Oui, notamment pour mon cours de japonais, où j’ai pu créer une réelle variation des interlocuteurs et une combinaison différente des forces des étudiants et étudiantes dans les exercices de conversation. En ligne, je formais intentionnellement des sous-groupes de conversation différents chaque semaine, contrairement aux cours en classe où, généralement, les discussions se font avec la personne assise à côté de soi, souvent la même. Cela permet d’élargir le réseau de connaissances!

Quelle mesure de soutien de votre unité vous a été le plus utile?

Le soutien d’Èric Viladrich Castellanas, le conseiller technopédagogique et responsable des études catalanes du Centre de langues, et celui de mon équipe de langues asiatiques a été essentiel! Ensemble, nous avons trouvé des pistes de solution qui répondaient aux défis spécifiques à l’enseignement des langues étrangères à distance.

Quelles sont vos stratégies pour favoriser le plaisir d’apprendre?

Pour moi, l’utilisation des nouvelles technologies permet d’accroître l’intérêt et la motivation de mes étudiantes et de mes étudiants. Cet hiver, j’ai découvert les outils HP5, une fonctionnalité dans StudiUM grâce à laquelle je peux concevoir des exercices interactifs analogues à ceux des applications mobiles. Ils sont incroyablement simples à utiliser et me permettent d’avoir du matériel interactif totalement adapté à mon cours. J’en ai déjà créé plus de 150 dont je me sers, entre autres, comme exercices préparatoires. Après une semaine d’utilisation, les étudiants et étudiantes m’ont informée qu’ils avaient eu beaucoup de plaisir à les faire, que c’était comme un jeu. Pourtant, c’était des fiches d’études!

Comment envisagez-vous le trimestre d’automne, qui sera également donné à distance?

Je l’envisage avec confiance. Déjà, je vois que mes cours d’été se passent très bien.

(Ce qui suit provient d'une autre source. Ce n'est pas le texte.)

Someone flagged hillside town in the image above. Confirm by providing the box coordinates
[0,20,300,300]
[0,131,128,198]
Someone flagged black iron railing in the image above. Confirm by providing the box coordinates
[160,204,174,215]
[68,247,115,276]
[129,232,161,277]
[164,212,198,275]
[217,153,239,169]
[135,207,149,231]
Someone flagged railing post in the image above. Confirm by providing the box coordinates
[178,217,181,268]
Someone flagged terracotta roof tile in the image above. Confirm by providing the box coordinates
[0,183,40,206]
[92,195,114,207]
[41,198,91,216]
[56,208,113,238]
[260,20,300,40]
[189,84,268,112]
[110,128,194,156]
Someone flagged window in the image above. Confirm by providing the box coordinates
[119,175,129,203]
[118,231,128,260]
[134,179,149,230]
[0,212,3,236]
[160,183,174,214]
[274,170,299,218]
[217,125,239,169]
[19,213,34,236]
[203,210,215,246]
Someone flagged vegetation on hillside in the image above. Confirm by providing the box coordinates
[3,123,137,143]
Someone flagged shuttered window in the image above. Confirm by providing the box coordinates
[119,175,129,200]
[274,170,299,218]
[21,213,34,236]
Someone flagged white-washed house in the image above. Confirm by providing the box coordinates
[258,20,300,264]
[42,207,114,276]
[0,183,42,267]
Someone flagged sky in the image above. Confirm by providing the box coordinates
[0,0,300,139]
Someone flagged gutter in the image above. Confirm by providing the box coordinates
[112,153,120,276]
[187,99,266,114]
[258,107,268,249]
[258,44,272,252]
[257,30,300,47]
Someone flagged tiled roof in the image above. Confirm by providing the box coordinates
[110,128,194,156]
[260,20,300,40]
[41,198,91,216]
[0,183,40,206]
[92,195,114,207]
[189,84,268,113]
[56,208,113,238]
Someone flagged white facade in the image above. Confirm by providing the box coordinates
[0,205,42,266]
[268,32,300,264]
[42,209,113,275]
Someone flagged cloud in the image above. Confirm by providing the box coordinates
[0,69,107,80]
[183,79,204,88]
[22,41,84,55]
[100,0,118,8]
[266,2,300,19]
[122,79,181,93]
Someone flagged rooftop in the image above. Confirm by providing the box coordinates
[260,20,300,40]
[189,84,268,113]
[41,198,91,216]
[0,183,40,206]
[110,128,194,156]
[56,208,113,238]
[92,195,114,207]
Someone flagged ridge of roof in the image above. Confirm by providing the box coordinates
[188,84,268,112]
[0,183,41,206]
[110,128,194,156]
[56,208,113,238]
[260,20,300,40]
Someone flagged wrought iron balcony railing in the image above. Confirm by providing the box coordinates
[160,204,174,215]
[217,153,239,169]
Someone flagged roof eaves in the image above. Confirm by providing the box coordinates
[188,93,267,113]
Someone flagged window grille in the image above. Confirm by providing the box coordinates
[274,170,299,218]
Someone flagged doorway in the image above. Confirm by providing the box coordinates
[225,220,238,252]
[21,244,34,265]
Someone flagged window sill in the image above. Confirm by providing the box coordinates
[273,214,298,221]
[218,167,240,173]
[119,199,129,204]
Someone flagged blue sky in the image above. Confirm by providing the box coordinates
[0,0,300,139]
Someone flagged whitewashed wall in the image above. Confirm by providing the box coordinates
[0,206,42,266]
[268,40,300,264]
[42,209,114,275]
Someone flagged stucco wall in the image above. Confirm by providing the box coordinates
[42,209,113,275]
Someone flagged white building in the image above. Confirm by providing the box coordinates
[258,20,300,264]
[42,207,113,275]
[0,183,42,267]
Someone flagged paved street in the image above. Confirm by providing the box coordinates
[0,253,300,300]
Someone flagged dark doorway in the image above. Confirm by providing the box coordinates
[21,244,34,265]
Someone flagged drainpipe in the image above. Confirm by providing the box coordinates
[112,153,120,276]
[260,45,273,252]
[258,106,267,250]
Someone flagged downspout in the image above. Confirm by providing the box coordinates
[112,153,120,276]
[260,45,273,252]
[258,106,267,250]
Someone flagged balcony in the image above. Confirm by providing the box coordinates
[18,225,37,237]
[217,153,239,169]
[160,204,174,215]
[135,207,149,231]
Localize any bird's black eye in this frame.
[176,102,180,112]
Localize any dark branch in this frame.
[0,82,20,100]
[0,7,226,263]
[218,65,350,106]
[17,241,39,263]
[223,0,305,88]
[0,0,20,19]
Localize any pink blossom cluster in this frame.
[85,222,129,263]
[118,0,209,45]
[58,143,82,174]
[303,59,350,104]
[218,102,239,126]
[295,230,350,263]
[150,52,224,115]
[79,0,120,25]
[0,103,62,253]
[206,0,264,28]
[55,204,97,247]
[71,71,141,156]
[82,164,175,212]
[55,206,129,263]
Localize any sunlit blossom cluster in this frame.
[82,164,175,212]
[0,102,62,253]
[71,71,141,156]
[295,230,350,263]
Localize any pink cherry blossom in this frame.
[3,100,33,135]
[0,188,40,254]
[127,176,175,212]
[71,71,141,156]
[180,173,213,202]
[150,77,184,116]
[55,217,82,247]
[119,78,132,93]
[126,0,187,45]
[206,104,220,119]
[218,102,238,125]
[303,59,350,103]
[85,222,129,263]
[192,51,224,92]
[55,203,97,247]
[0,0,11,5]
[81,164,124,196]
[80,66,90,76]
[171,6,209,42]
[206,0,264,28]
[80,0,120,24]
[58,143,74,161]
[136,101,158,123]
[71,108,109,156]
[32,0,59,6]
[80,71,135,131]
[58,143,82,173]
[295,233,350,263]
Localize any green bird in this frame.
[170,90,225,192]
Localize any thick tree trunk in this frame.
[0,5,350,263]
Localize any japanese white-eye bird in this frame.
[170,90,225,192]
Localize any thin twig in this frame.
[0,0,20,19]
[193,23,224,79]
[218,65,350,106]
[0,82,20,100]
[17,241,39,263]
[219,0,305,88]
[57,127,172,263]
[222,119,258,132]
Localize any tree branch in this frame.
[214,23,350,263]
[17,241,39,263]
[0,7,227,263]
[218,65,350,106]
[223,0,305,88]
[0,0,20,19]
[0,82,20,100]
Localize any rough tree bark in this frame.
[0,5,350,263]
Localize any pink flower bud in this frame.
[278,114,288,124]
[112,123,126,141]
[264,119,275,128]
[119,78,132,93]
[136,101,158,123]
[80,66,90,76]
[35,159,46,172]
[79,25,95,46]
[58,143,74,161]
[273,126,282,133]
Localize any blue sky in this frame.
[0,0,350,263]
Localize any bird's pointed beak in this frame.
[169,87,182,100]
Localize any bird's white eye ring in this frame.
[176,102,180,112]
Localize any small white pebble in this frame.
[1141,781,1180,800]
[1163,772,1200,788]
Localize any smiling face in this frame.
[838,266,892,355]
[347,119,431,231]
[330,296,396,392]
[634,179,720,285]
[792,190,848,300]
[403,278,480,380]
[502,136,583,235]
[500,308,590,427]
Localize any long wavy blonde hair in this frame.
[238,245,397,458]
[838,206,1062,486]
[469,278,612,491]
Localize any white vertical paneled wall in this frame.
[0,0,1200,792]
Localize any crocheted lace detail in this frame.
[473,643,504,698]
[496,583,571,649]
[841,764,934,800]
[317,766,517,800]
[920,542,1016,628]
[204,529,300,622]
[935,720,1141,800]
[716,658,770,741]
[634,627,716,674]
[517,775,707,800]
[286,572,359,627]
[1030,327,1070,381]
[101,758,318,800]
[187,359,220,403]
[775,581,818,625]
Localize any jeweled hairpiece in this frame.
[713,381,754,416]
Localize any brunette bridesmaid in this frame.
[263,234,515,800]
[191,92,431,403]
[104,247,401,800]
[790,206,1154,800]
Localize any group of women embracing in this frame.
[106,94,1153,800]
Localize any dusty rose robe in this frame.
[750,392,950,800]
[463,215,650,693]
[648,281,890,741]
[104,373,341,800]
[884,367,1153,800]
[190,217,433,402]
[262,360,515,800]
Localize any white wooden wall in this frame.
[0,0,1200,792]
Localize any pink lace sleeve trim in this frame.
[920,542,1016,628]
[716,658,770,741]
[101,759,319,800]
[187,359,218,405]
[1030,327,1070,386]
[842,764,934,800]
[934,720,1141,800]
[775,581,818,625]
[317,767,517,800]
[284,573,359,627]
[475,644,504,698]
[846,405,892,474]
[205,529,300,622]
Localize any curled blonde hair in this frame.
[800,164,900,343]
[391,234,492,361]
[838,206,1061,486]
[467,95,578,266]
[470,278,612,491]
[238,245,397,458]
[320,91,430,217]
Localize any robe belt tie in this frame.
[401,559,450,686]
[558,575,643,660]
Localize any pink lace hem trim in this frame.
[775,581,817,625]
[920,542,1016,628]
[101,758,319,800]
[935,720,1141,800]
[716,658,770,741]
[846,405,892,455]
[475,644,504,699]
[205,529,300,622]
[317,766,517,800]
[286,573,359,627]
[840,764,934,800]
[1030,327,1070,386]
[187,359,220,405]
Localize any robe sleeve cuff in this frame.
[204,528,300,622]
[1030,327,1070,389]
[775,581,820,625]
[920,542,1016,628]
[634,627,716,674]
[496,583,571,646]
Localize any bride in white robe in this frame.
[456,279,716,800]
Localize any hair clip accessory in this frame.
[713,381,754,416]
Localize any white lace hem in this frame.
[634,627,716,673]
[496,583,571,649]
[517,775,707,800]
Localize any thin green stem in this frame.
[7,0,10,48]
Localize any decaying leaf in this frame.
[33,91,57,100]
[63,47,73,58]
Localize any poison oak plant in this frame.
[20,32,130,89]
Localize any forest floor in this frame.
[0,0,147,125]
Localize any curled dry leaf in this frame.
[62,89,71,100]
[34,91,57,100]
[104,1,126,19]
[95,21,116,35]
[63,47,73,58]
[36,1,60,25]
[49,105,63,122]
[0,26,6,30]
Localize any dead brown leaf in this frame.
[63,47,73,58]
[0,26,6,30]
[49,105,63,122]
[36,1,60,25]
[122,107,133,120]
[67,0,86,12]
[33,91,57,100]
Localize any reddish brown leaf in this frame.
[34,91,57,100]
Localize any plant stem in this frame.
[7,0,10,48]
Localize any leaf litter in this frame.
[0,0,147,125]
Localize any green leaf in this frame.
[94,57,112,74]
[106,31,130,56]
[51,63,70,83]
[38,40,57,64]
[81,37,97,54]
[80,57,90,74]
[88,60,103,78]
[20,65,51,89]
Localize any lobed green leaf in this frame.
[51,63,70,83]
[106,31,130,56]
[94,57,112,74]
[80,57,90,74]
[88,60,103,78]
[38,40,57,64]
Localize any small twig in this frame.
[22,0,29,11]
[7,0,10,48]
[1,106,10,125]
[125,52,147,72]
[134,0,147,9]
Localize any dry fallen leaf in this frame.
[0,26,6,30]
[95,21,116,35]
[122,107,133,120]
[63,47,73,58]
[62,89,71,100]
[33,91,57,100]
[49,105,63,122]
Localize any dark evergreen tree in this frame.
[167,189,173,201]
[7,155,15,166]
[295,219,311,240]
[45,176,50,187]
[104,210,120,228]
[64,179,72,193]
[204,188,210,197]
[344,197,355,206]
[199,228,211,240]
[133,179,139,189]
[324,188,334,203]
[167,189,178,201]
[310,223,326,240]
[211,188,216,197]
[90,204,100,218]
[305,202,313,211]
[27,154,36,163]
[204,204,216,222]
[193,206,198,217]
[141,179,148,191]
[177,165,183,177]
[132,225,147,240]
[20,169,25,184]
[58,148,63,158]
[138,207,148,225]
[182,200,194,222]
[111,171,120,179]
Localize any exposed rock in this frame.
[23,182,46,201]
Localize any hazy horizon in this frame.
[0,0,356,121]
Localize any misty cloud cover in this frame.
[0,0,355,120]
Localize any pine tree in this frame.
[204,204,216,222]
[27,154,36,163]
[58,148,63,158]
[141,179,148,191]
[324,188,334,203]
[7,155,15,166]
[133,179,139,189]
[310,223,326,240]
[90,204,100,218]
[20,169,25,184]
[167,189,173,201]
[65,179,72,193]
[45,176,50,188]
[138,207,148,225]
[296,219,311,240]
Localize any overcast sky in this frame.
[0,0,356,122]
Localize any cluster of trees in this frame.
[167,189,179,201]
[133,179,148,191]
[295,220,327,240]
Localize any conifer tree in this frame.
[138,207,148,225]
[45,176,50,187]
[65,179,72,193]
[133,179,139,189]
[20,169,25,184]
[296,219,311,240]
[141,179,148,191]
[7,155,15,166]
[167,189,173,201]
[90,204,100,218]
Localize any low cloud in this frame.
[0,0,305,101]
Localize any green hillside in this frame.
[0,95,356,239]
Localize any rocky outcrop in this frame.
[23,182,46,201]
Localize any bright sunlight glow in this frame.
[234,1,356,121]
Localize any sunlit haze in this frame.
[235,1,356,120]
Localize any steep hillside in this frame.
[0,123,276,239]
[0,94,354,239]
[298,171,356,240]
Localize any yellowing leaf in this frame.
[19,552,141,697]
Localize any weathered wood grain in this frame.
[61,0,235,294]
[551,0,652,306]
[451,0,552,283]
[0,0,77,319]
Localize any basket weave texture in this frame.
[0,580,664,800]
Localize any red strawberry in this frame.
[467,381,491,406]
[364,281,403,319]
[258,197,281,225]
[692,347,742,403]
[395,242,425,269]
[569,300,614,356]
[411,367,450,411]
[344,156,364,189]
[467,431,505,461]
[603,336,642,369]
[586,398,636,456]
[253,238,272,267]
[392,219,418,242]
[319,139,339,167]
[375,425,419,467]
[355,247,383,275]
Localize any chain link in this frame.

Pour l’automne, j’affinerai mes stratégies d’évaluation, notamment en rendant mon faux test obligatoire.

Avez-vous eu d’agréables surprises?

La résilience des étudiants et étudiantes m’a agréablement surprise. Ils étaient tous présents aux cours en ligne et restaient jusqu’à la fin de la classe virtuelle. Même si les cours étaient donnés à distance, j’ai noté une forte participation et un désir d’obtenir une formation de qualité jusqu’à la fin du trimestre.

Que retiendrez-vous de cette expérience d’enseignement à distance?

Tout le matériel qui a été conçu représente une immense richesse pour le retour en présentiel. Je réutiliserai tous les exercices créés et j’en rajouterai d’autres. Ces devoirs préparatoires [classe inversée], que je n’avais jamais employés, seront désormais obligatoires. J’aurai ainsi enrichi tout mon cours de façon accélérée.

Quel serait votre conseil aux enseignants et enseignantes qui se lancent dans la formule pour la première fois?

Essayez, essayez sans avoir peur. Cliquez pour découvrir. On trouve soi-même beaucoup d’outils et assez facilement qui sont très instinctifs et simples d’utilisation. N’hésitez pas non plus à aller chercher de l’aide, que ce soit au Centre de pédagogie universitaire ou parmi les autres formes de soutien offertes par l’Université. Aussi, soyez honnête et gardez l’esprit ouvert avec vos étudiantes et vos étudiants. Demandez-leur une rétroaction. En tant qu’enseignant ou enseignante, on désire transmettre un savoir, des connaissances et des compétences. Ce n’est pas catastrophique si certains éléments techniques fonctionnent un peu moins bien. Les étudiants et étudiantes sont vraiment indulgents quand les personnes qui leur enseignent font un réel effort.

Y a-t-il autre chose que vous souhaiteriez partager avec nous à propos de l’enseignement à distance?

Il existe bien souvent un outil technologique pour résoudre le problème qu’on rencontre. Pour retrouver l’énergie du contact étudiant qui me manquait à distance, j’ai installé un deuxième écran sur lequel je peux voir en mosaïque jusqu’à 24 personnes à la fois. Sans avoir la même rétroaction que j’aime en classe, je peux quand même voir mes étudiantes et étudiants, leurs réactions et leurs mimiques, ce qui me donne une bien meilleure expérience d’enseignement à distance.

Que faites-vous pour vous changer les idées?

Puisque je suis moins à la course le matin, j’ai allongé le temps du petit déjeuner pour en faire un moment privilégié avec ma famille. Je cuisine du musli au four ou je me lance des défis culinaires.